There are bottles you drink, and then there are bottles you sit with — turning slowly in your hands, reading the label like a letter from another era. W.H. Joule London Dry Gin, bottled sometime in the 1960s, belongs firmly in the latter category. This is a spirit from a Britain that no longer exists: a country of smoke-filled railway hotels, of gin served in etched glasses without ceremony, of distillers who kept their botanical bills as closely guarded as state secrets.

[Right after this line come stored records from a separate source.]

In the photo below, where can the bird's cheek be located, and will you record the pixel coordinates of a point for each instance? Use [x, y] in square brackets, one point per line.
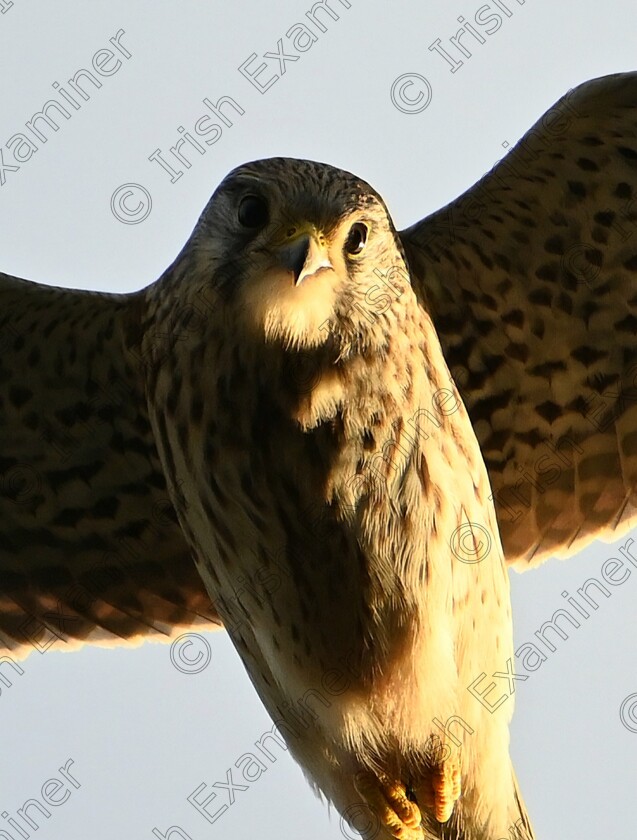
[297, 316]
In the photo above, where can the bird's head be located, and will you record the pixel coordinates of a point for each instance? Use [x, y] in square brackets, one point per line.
[301, 251]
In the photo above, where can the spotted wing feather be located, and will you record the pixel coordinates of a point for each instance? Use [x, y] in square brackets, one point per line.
[90, 549]
[531, 278]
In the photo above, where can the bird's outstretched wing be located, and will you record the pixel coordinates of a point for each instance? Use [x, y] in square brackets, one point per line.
[89, 545]
[531, 279]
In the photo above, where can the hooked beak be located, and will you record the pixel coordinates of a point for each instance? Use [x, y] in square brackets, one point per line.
[305, 258]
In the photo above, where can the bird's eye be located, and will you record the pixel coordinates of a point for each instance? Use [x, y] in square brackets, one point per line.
[356, 239]
[253, 211]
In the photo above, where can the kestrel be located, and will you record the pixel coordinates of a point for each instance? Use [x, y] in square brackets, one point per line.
[277, 408]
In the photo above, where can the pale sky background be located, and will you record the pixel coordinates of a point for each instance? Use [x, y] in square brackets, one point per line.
[143, 735]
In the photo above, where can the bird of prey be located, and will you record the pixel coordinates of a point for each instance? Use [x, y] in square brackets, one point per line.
[269, 438]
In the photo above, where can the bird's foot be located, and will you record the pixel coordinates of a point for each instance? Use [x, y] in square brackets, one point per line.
[388, 800]
[441, 791]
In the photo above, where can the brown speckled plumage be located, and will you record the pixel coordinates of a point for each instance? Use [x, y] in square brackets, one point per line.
[531, 279]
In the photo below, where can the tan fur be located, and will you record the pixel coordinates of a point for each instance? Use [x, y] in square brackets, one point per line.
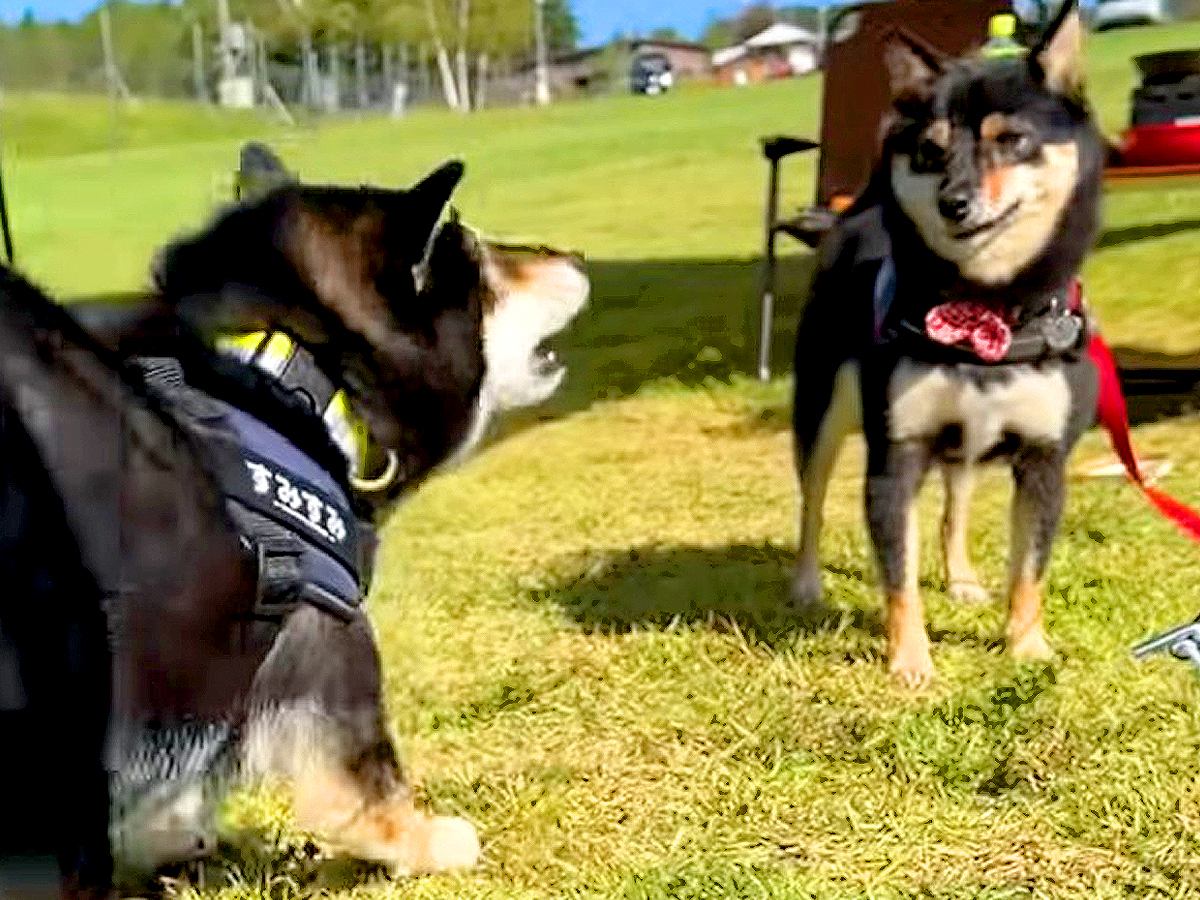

A London Dry from the Old School
At 40% ABV, this sits at the classic strength for a London Dry of its vintage — nothing showy, nothing overwrought. The 1960s were a period when British gin-making still operated under a kind of quiet discipline: juniper-forward, clean, built for purpose. Without confirmed botanical details, one can only approach this bottle with the respect owed to its age and its category. A London Dry from this era would have been crafted to a well-established template — assertive juniper, the bright architecture of citrus peel, perhaps coriander lending its familiar warmth — though I won't claim to know the precise recipe W.H. Joule employed.
What I can say is that tasting a gin bottled over sixty years ago is an exercise in time travel. The spirit carries with it the ghost of its decade, and there is a particular pleasure in encountering a London Dry that predates the botanical arms race of the modern craft movement. It is a reminder that restraint, once upon a time, was the whole point. At a collector's price of £250, this is not a gin you mix idly — it is one you pour with intention and drink with curiosity. A score of 7.9 feels honest: remarkable as an artefact, though the mists of time make it impossible to judge against the extraordinary gins being made today.
Best served neat, in a small glass, late in the evening — perhaps after dinner, with nothing but good company and the quiet awareness that you are tasting a piece of history.